Fedora 33: pngcheck 2020-f3a397cbf8
Summary
pngcheck verifies the integrity of PNG, JNG and MNG files (by checking the
internal 32-bit CRCs [checksums] and decompressing the image data); it can
optionally dump almost all of the chunk-level information in the image in
human-readable form. For example, it can be used to print the basic statistics
about an image (dimensions, bit depth, etc.); to list the color and
transparency info in its palette (assuming it has one); or to extract the
embedded text annotations. This is a command-line program with batch
capabilities.
The current release supports all PNG, MNG and JNG chunks, including the newly
approved sTER stereo-layout chunk. It correctly reports errors in all but two
of the images in Chris Nokleberg's brokensuite-20061204.
Previous fix for buffer overrun printing the contents of the sPLT chunk in
certain malformed inputs (RHBZ#1905775) was incomplete; it should be properly
fixed now. ---- Security fix for multiple buffer overflows from crafted file
input (RHBZ#1902786,1902806,1902810: no CVE yet assigned), and for buffer
overrun printing the contents of the sPLT chunk in certain malformed inputs
(RHBZ#1905775: no tracking bug or CVE yet assigned); also, new eXIf support and
assorted small bug fixes
* Mon Dec 14 2020 Benjamin A. Beasley - 2.4.0-5
- Previous fix for buffer overrun printing the contents of the sPLT chunk in
certain malformed inputs (RHBZ#1905775) was incomplete; it should be properly
fixed now.
* Sun Dec 13 2020 Benjamin A. Beasley - 2.4.0-4
- Bounds-check all accesses into enumerated-value name arrays; a malformed file
could have caused a buffer overrun in several of these cases. (RHBZ#1902810)

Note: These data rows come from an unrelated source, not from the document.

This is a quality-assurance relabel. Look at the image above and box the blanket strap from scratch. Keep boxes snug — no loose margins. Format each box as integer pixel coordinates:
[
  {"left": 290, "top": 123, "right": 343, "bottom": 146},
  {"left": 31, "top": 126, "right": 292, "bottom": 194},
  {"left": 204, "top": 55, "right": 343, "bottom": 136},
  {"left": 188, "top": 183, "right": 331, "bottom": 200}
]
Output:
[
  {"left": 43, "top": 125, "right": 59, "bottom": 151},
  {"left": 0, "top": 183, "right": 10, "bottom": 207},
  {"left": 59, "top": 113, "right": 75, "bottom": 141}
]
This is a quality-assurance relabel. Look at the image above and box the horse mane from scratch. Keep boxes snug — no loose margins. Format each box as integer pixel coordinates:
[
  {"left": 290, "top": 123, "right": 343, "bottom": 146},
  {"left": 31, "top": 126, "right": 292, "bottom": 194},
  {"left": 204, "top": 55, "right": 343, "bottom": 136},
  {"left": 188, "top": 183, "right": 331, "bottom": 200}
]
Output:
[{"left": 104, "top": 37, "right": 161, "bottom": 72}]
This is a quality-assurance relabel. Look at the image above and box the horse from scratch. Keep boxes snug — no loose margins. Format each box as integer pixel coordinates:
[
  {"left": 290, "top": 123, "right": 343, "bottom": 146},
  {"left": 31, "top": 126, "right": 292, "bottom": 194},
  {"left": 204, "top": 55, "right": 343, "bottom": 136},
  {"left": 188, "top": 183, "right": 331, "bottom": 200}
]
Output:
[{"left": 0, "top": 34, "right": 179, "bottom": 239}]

- Fix buffer overrun when print_buffer() is passed a nonpositive size, which
can occur in practice for certain malformed inputs. (RHBZ#1902810)
- In some cases, the chunk length from the file data (sz) is used to index into
the read buffer without sufficient bounds-checking, leading to a buffer
overrun. Fix this for PPLT, hIST, sCAL, FRAM, SAVE, nEED, PAST, DISC, DROP,
DBYK, ORDR, and SEEK chunks. (RHBZ#1902810)
- Fix buffer overrun printing the contents of the sPLT chunk in certain
malformed inputs. (RHBZ#1905775)
- Backport fix for off-by-one bug in check_magic() from 3.0.0
- Backport fix for zlib version warnings going to stdout from 3.0.0
- Use name macro when referencing patches.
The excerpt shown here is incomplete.